Kissing Greg while wearing the warmest coat on the planet.
I love J.B. and Laura.  I love the memories we share of living together in our little Starcrest apartment.  We were cold then too.  But it was like we hit the jackpot with Laura.  J.B., Greg and I would come home after a long day on campus, and Laura would have a delicious home-cooked meal ready on the table.  She did the cleaning and the grocery shopping, and we went on walks around the neighborhood when the evenings turned warmer.  She has never been anything but extremely good to me.  And J.B. ... I remember him standing at the edge of the kitchen, concern etched on his face as he watched me vomit into the kitchen sink.  Those early days of pregnancy were so hard for me.  So, even though Laura was pregnant herself, they slept on the floor and Greg and I slept in the bed.  I feel bad about that when I think back upon it.  It never felt crowded in that little apartment.  It felt full of love and friendship.
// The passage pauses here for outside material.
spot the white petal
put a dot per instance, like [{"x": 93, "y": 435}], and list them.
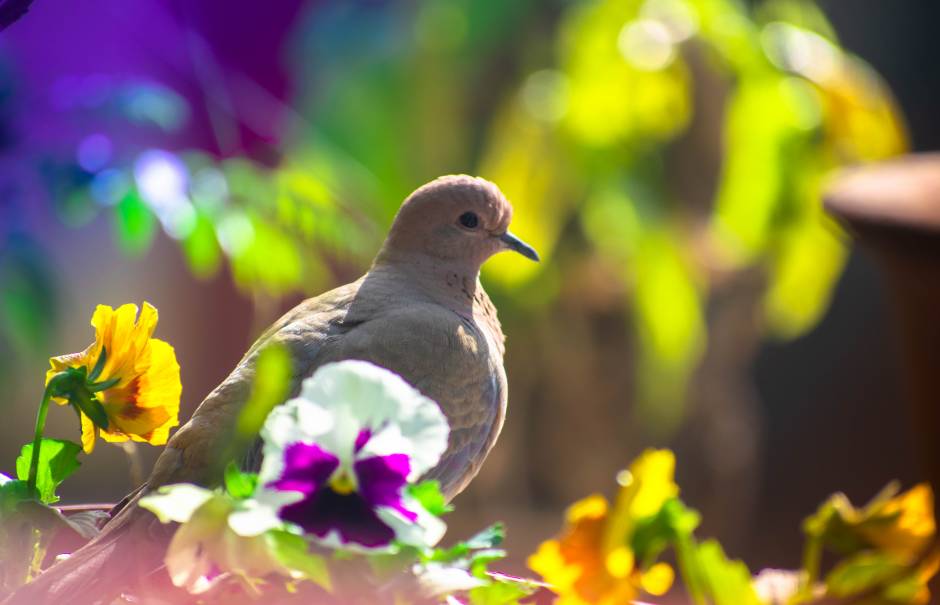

And so, my heart has been so heavy today after learning the devastating news that Laura's dad died suddenly on Monday.  I've cried for them.  But mixed up in the sadness and the shock is this rush of intense love.  Love for Laura and all that she has meant to me through the years.  Love for J.B. and the kids.  Even love for the Faveros.  Love for my Savior.  Love for my Heavenly Father and His beautiful plan that assures me that Families can be Together Forever.  And if heaven is anything like coming home to that little apartment, sitting down with some of my favorite people, and eating Laura's good cooking, then count me in.  They are family.  And I love them.